I wasn't sure which Alex Johnson I'd be dealing with when, in spring training with the Cleveland Indians the next year, I approached him and introduced myself again as a writer for the Chicago Tribune. "Chicago Tribune," he repeated. "There was a writer for the Chicago Tribune last year who wrote an article I didn't like. He called me a devil." I confessed that I was the writer, but couldn't recall calling him a devil. I offered to look up the offending article and bring it to him the next time we met. "You do that," he said.
Before the Indians' first visit to Chicago that year I looked up the column and, although I hadn't exactly called him a devil, I wasn't going to argue the point. I admit I was extremely nervous when I went, column in hand, to Comiskey Park the next night. As I crossed the diamond to enter the visitor's dugout and locker room down the first base line I kept thinking of the old Indian in the movie "Little Big Man," who kept saying 'It is a good day to die."

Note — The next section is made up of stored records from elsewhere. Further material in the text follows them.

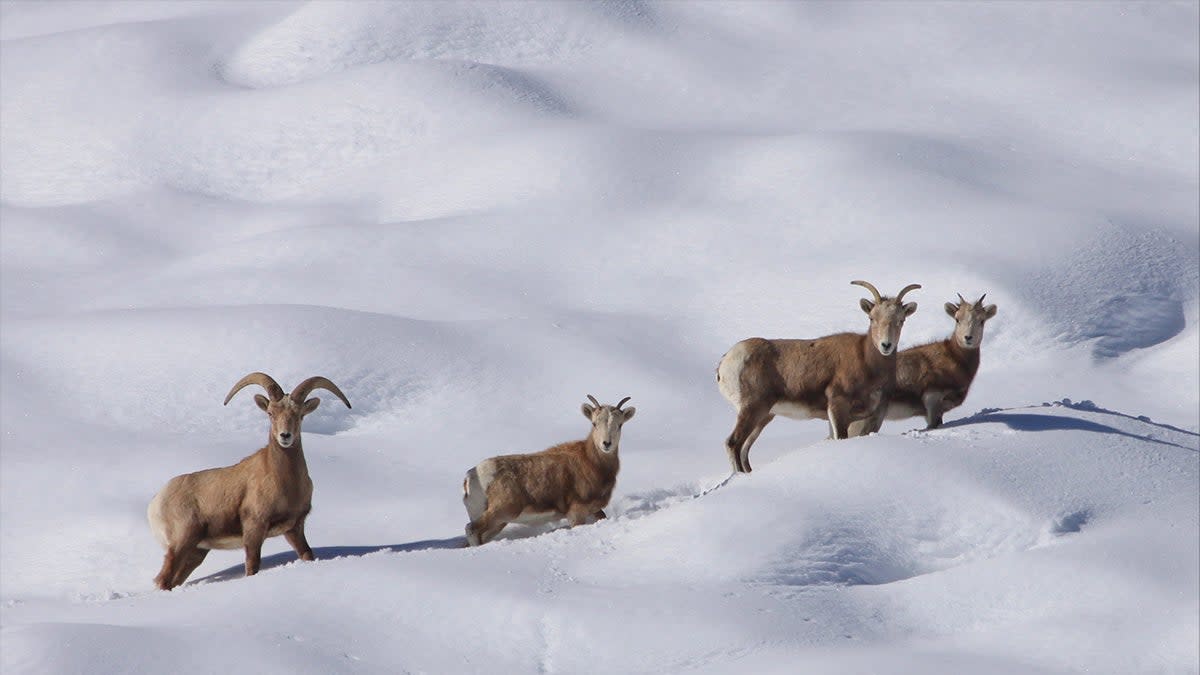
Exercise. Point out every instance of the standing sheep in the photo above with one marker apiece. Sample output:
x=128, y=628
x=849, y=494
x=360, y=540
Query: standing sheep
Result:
x=840, y=377
x=264, y=495
x=934, y=378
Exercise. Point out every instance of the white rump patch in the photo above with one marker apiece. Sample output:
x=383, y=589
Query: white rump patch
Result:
x=157, y=523
x=729, y=374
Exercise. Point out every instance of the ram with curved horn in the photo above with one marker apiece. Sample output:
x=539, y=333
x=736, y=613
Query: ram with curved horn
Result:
x=934, y=378
x=571, y=481
x=841, y=377
x=264, y=495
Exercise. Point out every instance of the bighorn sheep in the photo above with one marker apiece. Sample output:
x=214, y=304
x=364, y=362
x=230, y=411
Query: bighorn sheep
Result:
x=839, y=377
x=935, y=377
x=573, y=479
x=264, y=495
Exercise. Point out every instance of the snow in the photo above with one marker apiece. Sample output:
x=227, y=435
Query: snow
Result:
x=469, y=215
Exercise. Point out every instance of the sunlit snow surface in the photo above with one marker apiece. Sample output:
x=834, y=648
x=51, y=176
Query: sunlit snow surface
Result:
x=471, y=215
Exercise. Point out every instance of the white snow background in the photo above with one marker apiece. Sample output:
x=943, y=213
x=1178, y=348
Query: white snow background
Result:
x=471, y=215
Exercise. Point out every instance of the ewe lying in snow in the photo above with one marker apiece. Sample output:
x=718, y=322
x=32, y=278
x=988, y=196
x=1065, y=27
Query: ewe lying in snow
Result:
x=935, y=377
x=841, y=377
x=571, y=481
x=264, y=495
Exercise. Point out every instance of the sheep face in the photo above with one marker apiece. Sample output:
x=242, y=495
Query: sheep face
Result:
x=286, y=416
x=887, y=320
x=606, y=422
x=969, y=321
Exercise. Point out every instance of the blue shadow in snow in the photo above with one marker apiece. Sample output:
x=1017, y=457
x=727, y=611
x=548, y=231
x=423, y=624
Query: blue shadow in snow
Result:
x=1035, y=422
x=328, y=553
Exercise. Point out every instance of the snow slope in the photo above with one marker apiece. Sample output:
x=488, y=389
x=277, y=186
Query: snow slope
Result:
x=472, y=214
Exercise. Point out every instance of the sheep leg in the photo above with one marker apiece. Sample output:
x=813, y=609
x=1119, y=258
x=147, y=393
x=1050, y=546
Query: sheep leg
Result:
x=297, y=539
x=174, y=560
x=745, y=431
x=166, y=577
x=252, y=537
x=934, y=410
x=863, y=426
x=189, y=562
x=485, y=527
x=839, y=417
x=580, y=515
x=751, y=438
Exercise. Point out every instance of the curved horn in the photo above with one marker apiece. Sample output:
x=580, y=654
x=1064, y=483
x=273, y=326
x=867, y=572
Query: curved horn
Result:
x=273, y=388
x=301, y=392
x=869, y=287
x=906, y=288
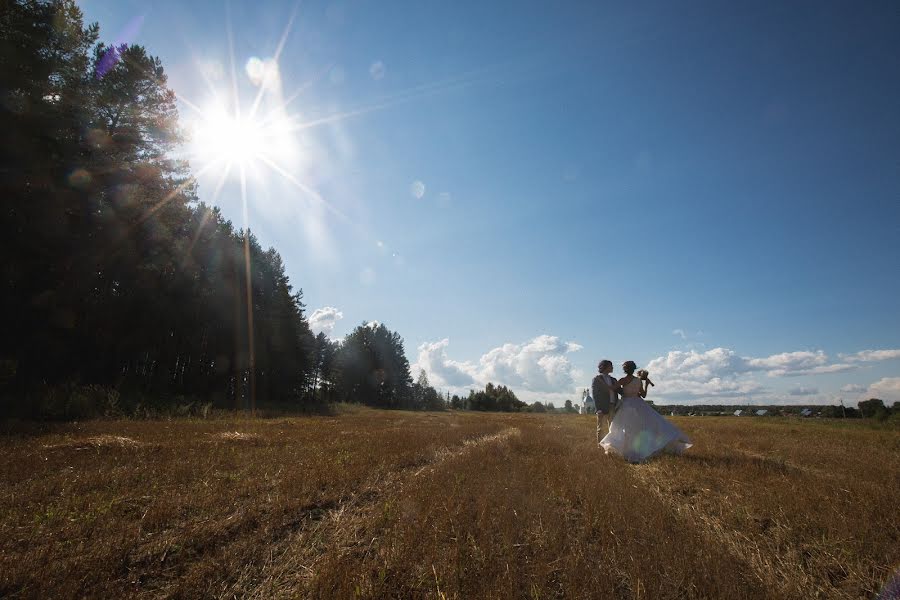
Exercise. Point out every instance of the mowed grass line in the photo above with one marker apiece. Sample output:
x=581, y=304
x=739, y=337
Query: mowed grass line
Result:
x=540, y=514
x=446, y=505
x=806, y=503
x=187, y=507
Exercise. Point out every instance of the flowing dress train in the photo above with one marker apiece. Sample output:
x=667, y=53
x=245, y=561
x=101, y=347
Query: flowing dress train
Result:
x=638, y=432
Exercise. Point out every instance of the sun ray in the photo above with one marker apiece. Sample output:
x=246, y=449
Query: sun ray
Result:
x=278, y=50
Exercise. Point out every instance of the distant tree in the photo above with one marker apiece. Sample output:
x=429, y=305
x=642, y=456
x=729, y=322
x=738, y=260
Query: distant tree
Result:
x=115, y=273
x=873, y=408
x=373, y=368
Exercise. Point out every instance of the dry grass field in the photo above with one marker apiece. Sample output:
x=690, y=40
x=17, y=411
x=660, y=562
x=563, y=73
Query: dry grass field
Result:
x=377, y=504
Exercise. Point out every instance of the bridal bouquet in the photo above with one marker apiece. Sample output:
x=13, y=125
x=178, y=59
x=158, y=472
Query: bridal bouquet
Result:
x=645, y=375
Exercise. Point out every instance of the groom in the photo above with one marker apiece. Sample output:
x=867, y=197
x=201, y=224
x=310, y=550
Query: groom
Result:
x=605, y=397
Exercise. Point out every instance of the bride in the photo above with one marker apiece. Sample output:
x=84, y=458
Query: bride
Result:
x=638, y=432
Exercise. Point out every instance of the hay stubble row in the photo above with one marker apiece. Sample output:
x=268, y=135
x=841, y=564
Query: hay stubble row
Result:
x=455, y=505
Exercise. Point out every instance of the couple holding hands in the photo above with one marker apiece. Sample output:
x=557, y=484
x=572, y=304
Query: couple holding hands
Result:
x=626, y=424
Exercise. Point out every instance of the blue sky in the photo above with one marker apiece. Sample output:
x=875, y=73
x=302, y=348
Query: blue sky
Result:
x=521, y=189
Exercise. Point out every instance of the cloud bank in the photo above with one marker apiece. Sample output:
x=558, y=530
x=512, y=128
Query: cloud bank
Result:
x=538, y=366
x=324, y=319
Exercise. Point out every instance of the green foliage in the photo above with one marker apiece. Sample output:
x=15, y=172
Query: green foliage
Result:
x=372, y=368
x=493, y=398
x=114, y=272
x=874, y=408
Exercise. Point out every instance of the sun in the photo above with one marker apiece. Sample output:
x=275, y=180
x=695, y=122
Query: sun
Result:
x=228, y=139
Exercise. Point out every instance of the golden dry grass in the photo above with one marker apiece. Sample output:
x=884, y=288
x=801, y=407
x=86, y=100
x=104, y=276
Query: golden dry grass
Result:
x=378, y=504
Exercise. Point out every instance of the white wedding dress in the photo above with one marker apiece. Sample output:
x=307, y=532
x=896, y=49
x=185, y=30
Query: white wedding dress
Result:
x=638, y=432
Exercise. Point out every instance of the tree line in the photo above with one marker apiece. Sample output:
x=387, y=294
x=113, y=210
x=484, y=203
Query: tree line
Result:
x=119, y=288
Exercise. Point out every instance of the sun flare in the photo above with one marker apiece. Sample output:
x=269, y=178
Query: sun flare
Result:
x=226, y=138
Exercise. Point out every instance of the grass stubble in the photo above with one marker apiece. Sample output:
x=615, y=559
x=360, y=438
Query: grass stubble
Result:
x=379, y=504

The hell it was. When I reached the locker room, I was told that Johnson had arrived in a good humor. "He was smiling," I was informed. He was sitting facing his locker and reading a book, still smiling--until he saw me. I said, "I'm . . ." and that's as far as I got before he leaped off his chair and screamed, "I know who you are you blankety blank,blank,blanker." He then suggested that I get out of his face before he inflicted severe damage on mine. I agreed this was probably the best course of action and that was my last conversation with Alex Johnson. Does all this make Alex Johnson a jerk? I'm not certain. After all, one man's jerk is another man's idol.